What started out as an inconsequential post from a kooky minor politician to 400 social media followers soon was seen — thanks to McDaniel and his guerilla marketing friends — by tens of thousands. And Hickingbottom keeps feeding the flame-belching maw.

He gave a subsequent interview, later shared by McDaniel, to a conservative Black radio host that again proclaimed,

“Delbert is a Democrat.” That is the same radio host, Ganucheau reports, to whom Hickingbottom bragged 16 years earlier: “I’ve been at the forefront of every dirty deal that was cut in politics.”

Hickingbottom posted a feigned apology this month to Hosemann — “I would never deliberately do anything to hurt Lt. Governor Delbert Hoseman.” —  and the next few days went about trying to do just that. He put up a collage of photos of Hosemann, Presley and Democratic U.S. Rep.
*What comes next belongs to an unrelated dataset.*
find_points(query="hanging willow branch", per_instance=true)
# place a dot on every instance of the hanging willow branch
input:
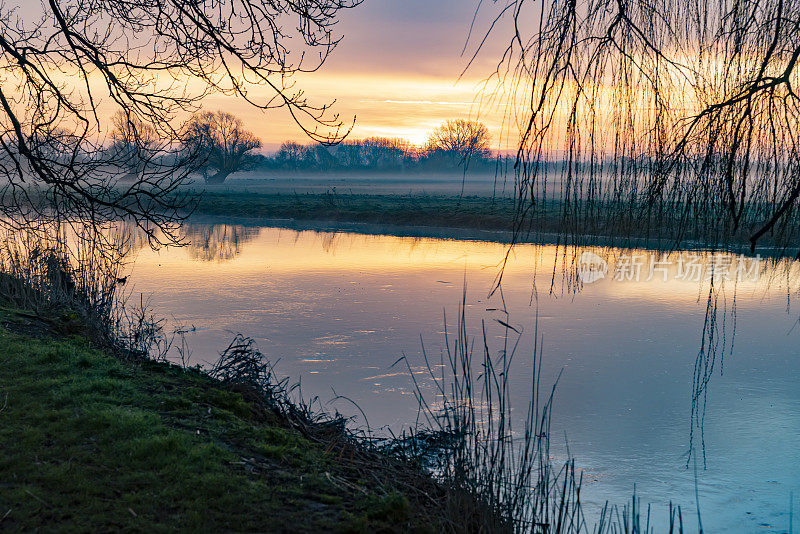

Bennie Thompson, claiming they conspired to retire the former state flag, while failing to mention a number of other Republicans who joined in the bipartisan effort, including the incumbent governor whom Hickingbottom supposedly thinks needs replacing.

McDaniel is using this social media charade to support his case that Hosemann isn’t Republican enough because he is open to working with Democrats and occasionally agrees with them. That actually is one of Hosemann’s strengths. He has the ability to build bipartisan consensus because he is willing to work across the political aisle and listen to dissenting views. It is partially why he is effective. Only those on the extremes of the political spectrum, such as McDaniel, have tried to make the concepts of cooperation and compromise seem repugnant.

McDaniel is also a politician to whom unscrupulous people seem to gravitate. His near-upset of U.S. Sen. Thad Cochran in 2014 was scandalized by one of the dirtier tricks in Mississippi political history, when one of McDaniel’s supporters secretly photographed Cochran’s bedridden wife in a nursing home and used the image to insinuate that Cochran was carrying on an affair while she languished away in the latter stages of dementia.

Though McDaniel denounced the incident and authorities were unable to establish any coordination with his campaign, the distasteful episode helped shore up support for Cochran.

With any luck, Hickingbottom’s assistance will also backfire.